29.11.2009 | Handball international |
"Das Weltauswahl-Konzept dient nicht dem Profit", erklärte IHF-Präsident Hassan Moustafa dazu auf der Webseite des Weltverbandes. "Wir wollen damit den Spielern und auch den Nationalverbänden unseren Respekt zollen und sie unterstützen, um mit ihnen besondere Anlässe wie den 60. Geburtstag des kroatischen Verbandes zu feiern." In Bezug auf die Weigerung der GCH-Vereine, ihre Spieler zum Spiel in Kroatien abzustellen, sagte der Ägypter: "Vor allen Dingen tut es mir Leid für den kroatischen Verband." Man habe sich nach der Bitte des kroatischen Verbandspräsidenten darauf verständigt, das Spiel abzusagen, obgleich nach Aussage von Moustafa die Spieler der Vereine, die nicht in der GCH organisiert sind, ihre Teilnahme zugesichert hätten. "Die IHF war bereit, das Spiel durchzuführen", so Moustafa. Gleichwohl sprach der Verbandspräsident den großen Vereinen seinen Respekt aus und bot Gespräche an: "Die IHF wünscht sich eine weitere Förderung des Handballs und verbesserte Beziehungen in der Handball-Familie."
Die Nicht-Abstellung der Spieler war eine weitere Reaktion der Vereinsmannschaften auf den EHF-Kongress im zyprischen Limassol. Dort hatte ein Antrag, mit dem die EHF-Führung die Interessen der Vereine, Spieler und Nationalmannschaften in die Strukturen der EHF zu integrieren versuchte, keine Mehrheit gefunden.
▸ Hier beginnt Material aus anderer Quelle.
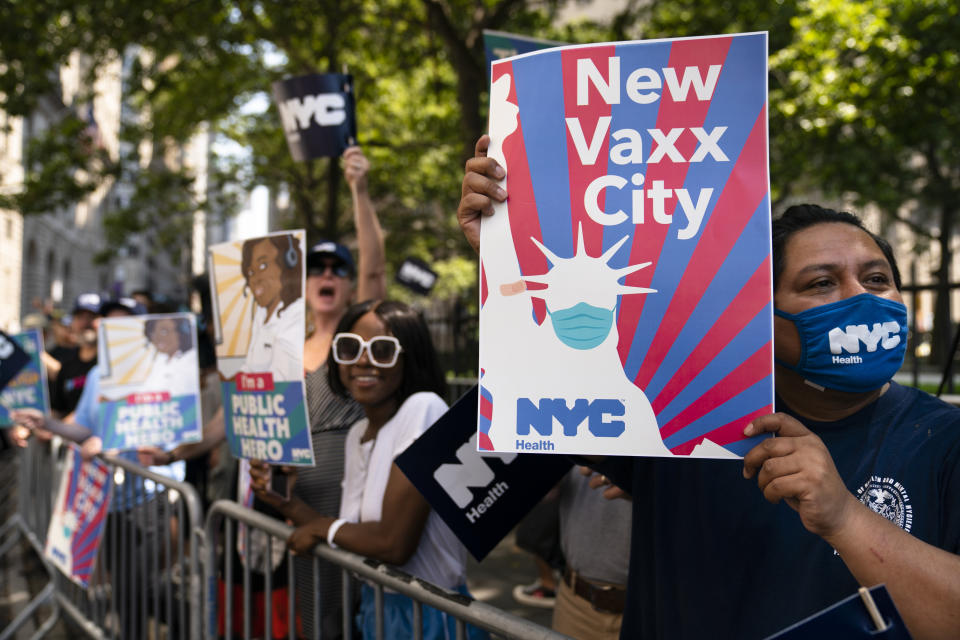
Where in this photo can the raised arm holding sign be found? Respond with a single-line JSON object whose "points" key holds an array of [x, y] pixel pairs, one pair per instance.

Letzten Endes stimmten 22 Verbände für den "Antrag Nummer 5", 21 dagegen, vier Nationalverbände enthielten sich - die erforderliche Zwei-Drittel-Mehrheit wurde um zehn Stimmen verfehlt. "Zum zweiten Mal hat das Exekutivkomitee der EHF versucht, die Klubs in die Strukturen des europäischen Handballs zu integrieren und zum zweiten Mal, nach Rom 2007, wurde der entsprechende Antrag nicht mit der entsprechenden Mehrheit des höchsten EHF-Gremiums bedacht", erklärte die GCH in einer Pressemitteilung enttäuscht. Daraufhin entschlossen sich die Clubvertreter, die bis zum Kongress in Limassol ruhende, bereits Anfang April gegen die IHF und EHF eingereichte Beschwerde bei der EU-Kommission wieder aufleben zu lassen. Mit der Beschwerde will die GCH nach eigenen Angaben die "Vereinbarkeit von Transferreglementen sowie die Regeln für die Durchführung von Vereinswettbewerben (Champions League) mit Hilfe des EU-Wettbewerbsrechts prüfen". Über die 42-seitige Klageschrift soll im März oder April 2010 entschieden werden. "Wenn es zu dem Statement kommt, welches wir erwarten, dann wird das gewaltige Folgen für die Sportwelt haben", orakelte der GCH-Geschäftsführer Gerd Butzeck.
Während die EHF nach der Abstimmungsniederlage von Limassol nun nach neuen Wegen suchen muss, um die Vereine ihren Forderungen entsprechend in die Verbandsarbeit zu integrieren (Butzeck: "Die Kommunikation mit der EHF-Exekutive ist weiterhin gut, man ist dort bestrebt, Lösungen zu finden, wie man uns mitgeteilt hat"), zeigte auch die Internationale Handball-Förderation inzwischen Verhandlungsbereitschaft. Der Warnschuss der Clubs, ihre Spieler nicht für die Partie in Zagreb abzustellen, sowie die unverhohlene Drohung, künftig auch IHF-Wettbewerbe wie die Weltmeisterschaften zu boykottieren, scheinen ihre Wirkung nicht verfehlt zu haben. "Wir sind dabei, die Versicherungsfragen zu regeln. Ich bin davon überzeugt, dass dieses Thema bis zur WM 2011 erledigt ist", teilte IHF-Geschäftsführer Ekke Hoffmann mit. "Die IHF hat bereits die Statistiken hinsichtlich der Verletzungen bei IHF-Turnieren erstellt. Diese dienen den Versicherungen als Basis für die Prämien."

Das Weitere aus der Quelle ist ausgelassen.